A Common Framework for Attitude Synchronization of Unit Vectors in Networks with Switching Topology
Pedro O. Pereira, Dimitris Boskos, and Dimos V.Dimarogonas

TL;DR
This paper presents a unified framework for attitude synchronization in networks with switching topology, enabling decentralized control of unit vectors and rotation matrices without a common reference frame.
Contribution
It introduces a common analytical approach for both incomplete and complete attitude synchronization problems in switching networks.
Findings
Guarantees synchronization under initial conditions within an unknown region.
Control law is decentralized and does not require a shared orientation frame.
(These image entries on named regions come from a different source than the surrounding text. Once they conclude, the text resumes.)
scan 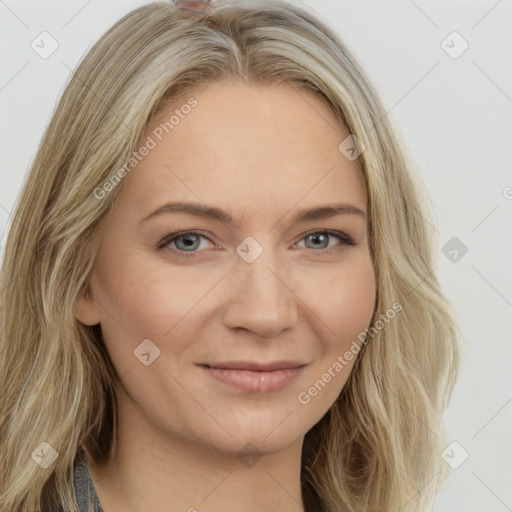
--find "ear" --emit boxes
[75,285,101,325]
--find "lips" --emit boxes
[198,361,306,393]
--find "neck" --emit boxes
[86,400,304,512]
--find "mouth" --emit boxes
[197,361,307,393]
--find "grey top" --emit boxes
[74,458,103,512]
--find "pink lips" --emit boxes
[199,361,306,393]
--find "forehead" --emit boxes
[118,84,366,220]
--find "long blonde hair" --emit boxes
[0,0,460,512]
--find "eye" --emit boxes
[158,231,210,258]
[294,229,355,254]
[157,229,355,258]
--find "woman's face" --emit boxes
[76,84,375,453]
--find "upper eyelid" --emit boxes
[162,228,355,250]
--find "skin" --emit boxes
[76,83,376,512]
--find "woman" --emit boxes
[0,1,459,512]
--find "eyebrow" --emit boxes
[141,203,366,225]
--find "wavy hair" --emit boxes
[0,0,460,512]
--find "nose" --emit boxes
[224,245,298,338]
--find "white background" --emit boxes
[0,0,512,512]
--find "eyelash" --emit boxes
[157,229,356,259]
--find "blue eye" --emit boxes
[157,229,355,258]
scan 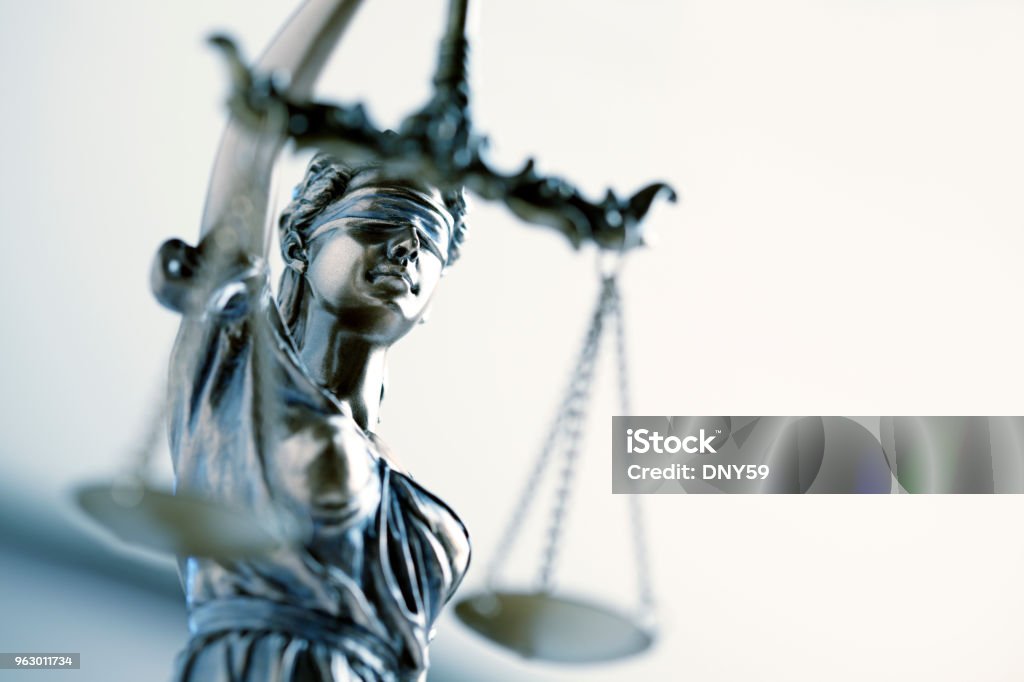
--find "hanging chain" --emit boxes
[539,275,615,592]
[486,274,606,589]
[612,278,654,626]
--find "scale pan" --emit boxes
[75,483,285,558]
[455,592,654,664]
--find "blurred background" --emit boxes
[0,0,1024,682]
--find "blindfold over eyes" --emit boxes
[306,186,455,261]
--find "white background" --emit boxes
[0,0,1024,681]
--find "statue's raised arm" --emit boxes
[153,0,469,682]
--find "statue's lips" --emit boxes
[367,267,420,294]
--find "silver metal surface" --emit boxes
[81,0,675,671]
[468,270,656,663]
[456,591,654,664]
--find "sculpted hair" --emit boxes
[278,154,467,343]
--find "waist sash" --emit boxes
[188,597,403,680]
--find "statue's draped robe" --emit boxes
[170,279,469,682]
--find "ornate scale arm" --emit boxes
[213,0,676,251]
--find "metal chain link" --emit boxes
[612,285,654,626]
[486,278,604,589]
[539,276,614,591]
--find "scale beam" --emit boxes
[212,0,676,251]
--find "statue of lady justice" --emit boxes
[142,0,675,667]
[154,0,470,681]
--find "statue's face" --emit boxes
[306,184,452,344]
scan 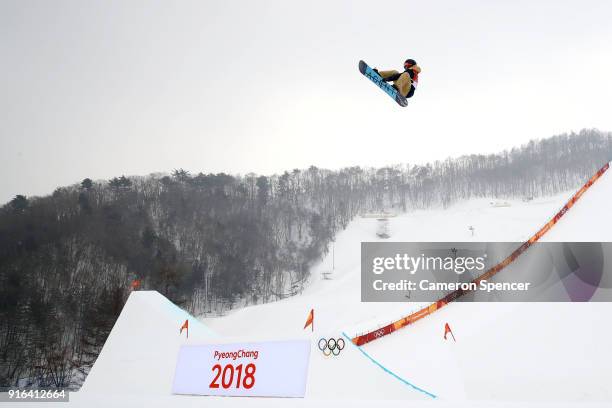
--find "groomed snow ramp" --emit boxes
[81,291,216,395]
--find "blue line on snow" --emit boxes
[342,332,438,398]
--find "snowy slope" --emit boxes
[81,291,217,395]
[74,168,612,406]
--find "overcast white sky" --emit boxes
[0,0,612,203]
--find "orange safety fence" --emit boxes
[351,163,610,346]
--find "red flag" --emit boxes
[304,309,314,331]
[444,323,457,341]
[179,319,189,338]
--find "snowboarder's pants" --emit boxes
[378,70,412,98]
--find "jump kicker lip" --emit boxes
[351,162,610,346]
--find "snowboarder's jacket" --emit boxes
[379,64,421,98]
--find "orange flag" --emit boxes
[179,319,189,338]
[304,309,314,331]
[444,323,457,341]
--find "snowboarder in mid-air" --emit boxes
[374,58,421,99]
[359,58,421,106]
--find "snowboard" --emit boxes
[359,60,408,106]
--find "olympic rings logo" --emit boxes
[317,337,345,357]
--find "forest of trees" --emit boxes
[0,130,612,390]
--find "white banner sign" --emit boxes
[172,340,310,397]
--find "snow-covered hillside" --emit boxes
[34,167,612,406]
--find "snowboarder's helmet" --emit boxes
[404,58,416,69]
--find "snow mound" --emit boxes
[81,291,216,395]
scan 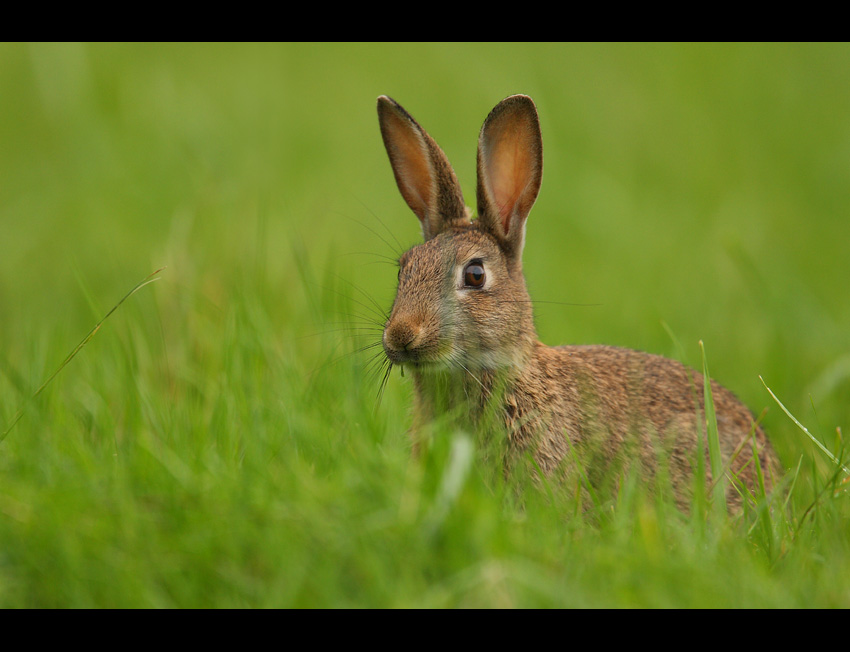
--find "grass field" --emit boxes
[0,44,850,608]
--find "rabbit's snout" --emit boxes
[383,317,422,364]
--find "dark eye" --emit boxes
[463,260,484,288]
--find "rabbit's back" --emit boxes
[506,343,780,503]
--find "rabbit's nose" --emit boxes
[384,322,419,351]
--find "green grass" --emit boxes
[0,44,850,608]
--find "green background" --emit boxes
[0,44,850,607]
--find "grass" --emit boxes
[0,44,850,608]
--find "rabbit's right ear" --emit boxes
[478,95,543,260]
[378,95,470,240]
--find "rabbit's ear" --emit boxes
[478,95,543,259]
[378,95,470,240]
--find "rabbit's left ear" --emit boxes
[478,95,543,259]
[378,95,470,240]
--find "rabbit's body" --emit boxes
[378,96,779,504]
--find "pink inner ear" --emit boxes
[387,108,434,221]
[487,124,533,235]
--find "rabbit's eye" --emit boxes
[463,260,484,288]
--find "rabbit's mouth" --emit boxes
[382,328,451,370]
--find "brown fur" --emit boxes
[378,95,780,506]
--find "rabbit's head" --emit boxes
[378,95,543,371]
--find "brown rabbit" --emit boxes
[378,95,780,506]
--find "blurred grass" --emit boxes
[0,44,850,607]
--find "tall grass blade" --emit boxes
[759,376,850,475]
[0,267,165,442]
[699,340,726,514]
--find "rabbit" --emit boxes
[378,95,781,508]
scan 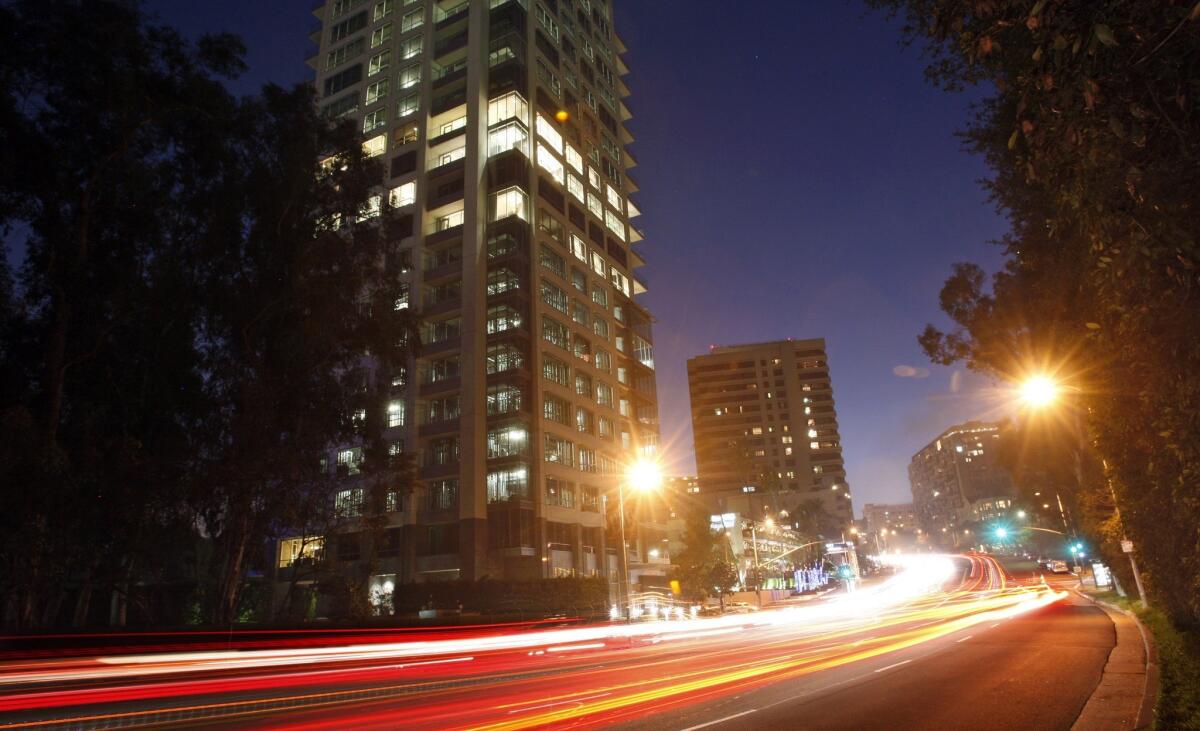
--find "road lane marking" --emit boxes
[679,708,758,731]
[875,660,912,672]
[509,693,612,715]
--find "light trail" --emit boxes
[0,556,1066,730]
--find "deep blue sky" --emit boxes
[148,0,1004,511]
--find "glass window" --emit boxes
[491,186,529,221]
[588,191,604,221]
[487,465,529,503]
[371,23,391,48]
[545,435,575,467]
[398,64,421,89]
[563,144,583,174]
[487,91,529,126]
[388,181,416,208]
[604,208,625,241]
[396,94,421,116]
[388,401,404,427]
[365,79,389,104]
[535,113,563,155]
[566,173,584,203]
[362,109,388,133]
[546,478,575,508]
[367,48,391,76]
[362,134,388,157]
[400,36,425,59]
[487,424,529,460]
[541,394,568,425]
[538,142,564,185]
[430,480,458,510]
[487,120,529,156]
[541,354,571,385]
[486,343,524,373]
[487,305,521,335]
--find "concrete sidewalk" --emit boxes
[1072,591,1158,731]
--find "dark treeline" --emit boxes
[0,0,410,629]
[871,0,1200,628]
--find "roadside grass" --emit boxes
[1138,607,1200,731]
[1088,591,1200,731]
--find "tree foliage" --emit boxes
[871,0,1200,623]
[0,0,408,628]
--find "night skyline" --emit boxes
[148,1,1006,513]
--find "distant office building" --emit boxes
[863,503,917,533]
[908,421,1016,538]
[688,338,853,532]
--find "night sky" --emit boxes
[148,0,1004,513]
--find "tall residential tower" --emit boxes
[291,0,668,586]
[688,338,853,531]
[908,421,1016,539]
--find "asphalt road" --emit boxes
[623,590,1116,731]
[0,557,1115,731]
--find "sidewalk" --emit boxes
[1072,587,1158,731]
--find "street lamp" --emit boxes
[617,460,662,619]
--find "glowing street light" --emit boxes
[1018,376,1062,408]
[617,460,662,619]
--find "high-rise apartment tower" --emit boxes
[292,0,667,587]
[688,338,853,531]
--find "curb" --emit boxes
[1072,591,1158,731]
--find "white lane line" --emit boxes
[679,708,758,731]
[509,693,612,715]
[875,660,912,672]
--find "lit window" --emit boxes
[491,186,529,221]
[396,94,421,116]
[366,79,388,104]
[362,134,388,157]
[566,173,584,203]
[388,182,416,208]
[605,184,622,211]
[588,191,604,221]
[367,49,391,76]
[398,64,421,89]
[400,36,425,59]
[388,401,404,426]
[564,144,583,174]
[359,196,383,221]
[487,91,529,126]
[362,109,388,133]
[604,208,625,241]
[536,114,563,154]
[487,120,529,156]
[434,145,467,167]
[538,141,564,185]
[371,23,391,48]
[571,234,588,262]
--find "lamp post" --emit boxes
[1019,375,1147,607]
[617,460,662,621]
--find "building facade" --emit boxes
[908,421,1016,538]
[280,0,668,597]
[688,338,853,533]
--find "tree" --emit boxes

Applicable to networks with switching topology and different attitude representations.
Abstract
In this paper, we study attitude synchronization for elements in the unit sphere of R3 and for elements in the 3D rotation group, for a network with switching topology. The agents angular velocities are assumed to be the control inputs, and a switching control law for each agent is devised that guarantees synchronization, provided that all elements are initially contained in a given region, unknown to the network. The control law is decentralized and it does not require a common orientation frame among all agents. We refer to synchronization of unit vectors in R3 as incomplete synchronization, and of 3D rotation matrices as complete synchronization. Our main contribution lies on showing that these two problems can be analyzed under a common framework, where all elements' dynamics are transformed into unit vectors dynamics on a sphere of appropriate dimension.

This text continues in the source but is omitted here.